If that is the case, what does aphantasia tell us?

[1] https://podcasts.apple.com/dk/podcast/into-the-impossible-wi...


Worth noting that aphantasia doesn't necessarily extend to dreams. Anecdotally - I have pretty severe aphantasia (I can conjure milisecond glimpses of barely tangible imagery that I can't quite perceive before it's gone - but only since learning that visualisation wasn't a linguistic metaphor). I can't really simulate object rotation. I can't really 'picture' how things will look before they're drawn / built etc. However I often have highly vivid dream imagery. I also have excellent recognition of faces and places (e.g.: can't get lost in a new city). So there clearly is a lot of preconscious visualisation and image matching going on in some aphantasia cases, even where the explicit visual screen is all but absent.

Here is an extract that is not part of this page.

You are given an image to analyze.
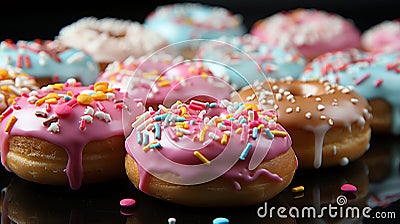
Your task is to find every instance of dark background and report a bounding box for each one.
[0,0,400,40]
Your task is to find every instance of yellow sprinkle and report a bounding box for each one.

I fabulate about this in another comment below:

> Many people with aphantasia reports being able to visualize in their dreams, meaning that they don't lack the ability to generate visuals. So it may be that the [aphantasia] brain has an affinity to rely on the abstract representation when "thinking", while dreaming still uses the "stable diffusion mode".

(I obviously don't know what I'm talking about, just a fellow aphant)

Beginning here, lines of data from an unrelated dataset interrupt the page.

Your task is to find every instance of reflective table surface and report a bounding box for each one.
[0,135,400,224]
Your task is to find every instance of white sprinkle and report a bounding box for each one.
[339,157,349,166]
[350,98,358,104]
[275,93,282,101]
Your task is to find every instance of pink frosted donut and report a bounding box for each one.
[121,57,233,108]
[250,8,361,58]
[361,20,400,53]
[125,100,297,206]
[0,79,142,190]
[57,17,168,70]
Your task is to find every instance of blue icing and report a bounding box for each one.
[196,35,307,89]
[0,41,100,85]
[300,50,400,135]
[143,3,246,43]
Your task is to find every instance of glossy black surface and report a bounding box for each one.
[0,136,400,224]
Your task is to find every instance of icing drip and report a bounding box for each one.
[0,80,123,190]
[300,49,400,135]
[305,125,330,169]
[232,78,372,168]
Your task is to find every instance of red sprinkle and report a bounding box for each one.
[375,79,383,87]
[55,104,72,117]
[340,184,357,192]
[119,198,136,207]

Obviously we're all introspecting here - but my guess is that there's some kind of cross talk in aphantasic brains between the conscious narrating semantic brain and the visual module. Such that default mode visualisation is impaired. It's specifically the loss of reflexive consciousness that allows visuals to emerge. Not sure if this is related, but I have pretty severe chronic insomnia, and I often wonder if this in part relates to the inability to drift off into imagery.


Yeah. In my head it's like I'm manipulating SVG paths instead of raw pixels


Pretty much the same for me. My aphantasia is total (no images at all) but still ludicrously vivid dreams and not too bad at recognising people and places.


What’s the aphantasia link? I’ve got aphantasia. I’m convinced though that the bit of my brain that should be making images is used for letting me ‘see’ how things are connected together very easily in my head. Also I still love games like Pictionary and can somehow draw things onto paper than I don’t really know what they look like in my head. It’s often a surprise when pen meets paper.


I agree, it is my own experience as well. Craig Venter In one of his books also credit this way of representing knowledge as abstractions as his strength in inventing new concepts.

The link may be that we actually see differences between “frames”, rather than the frames directly. That in itself would imply that a from of sub-visual representation is being processed by our brain. For aphantasia, it could be that we work directly on this representation instead of recalling imagery through the visual system.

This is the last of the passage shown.